Thank God for painkillers. Ziska produced a tape recorder and laid it on the little tray table next to the bed. “Start from the beginning.”
Wechsler nodded and launched into a long, barely coherent account of how he had arrived at Springbrunnen just after clocking out of his construction job and instantly struck up a conversation – no, more than that, a friendship – with ‘the redhead’ only to have the ‘shit’ ruin it all. Honor was at stake! So of course he broke a bottle and jammed it into the man’s neck. What else was a decent fellow supposed to do?
“I can’t imagine,” Ziska said. She wasn’t going to get any overtime out of this, but she would get two easy cleared cases in the space of a week. That was something for the neanderthals in Directorate V homicide to chew on, wasn’t it?

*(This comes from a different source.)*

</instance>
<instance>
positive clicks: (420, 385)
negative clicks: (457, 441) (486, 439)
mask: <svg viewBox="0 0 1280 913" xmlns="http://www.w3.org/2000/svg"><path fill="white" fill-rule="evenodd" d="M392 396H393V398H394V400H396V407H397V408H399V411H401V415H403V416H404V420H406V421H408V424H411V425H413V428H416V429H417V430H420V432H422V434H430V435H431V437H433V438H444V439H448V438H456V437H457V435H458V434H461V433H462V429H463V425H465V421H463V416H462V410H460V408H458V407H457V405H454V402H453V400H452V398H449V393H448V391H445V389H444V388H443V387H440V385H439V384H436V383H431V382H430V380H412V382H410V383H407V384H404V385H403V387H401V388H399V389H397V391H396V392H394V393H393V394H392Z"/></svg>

She finished the interrogation and smiled cheerfully as she headed for the elevator.
Her phone rang just as she reached her car. It was another hospital. Her murder victim, it turned out, was alive and, if not well, at least looking like he’d live to fight another day.
Ziska took that in stride. “Very good, thank you,” she said before hanging up, yelling “Shit!” and kicking the tire of her BMW.
First, find out the name of that idiot Orpo. Second, find out the name of that girl, she thought as she drove back to work.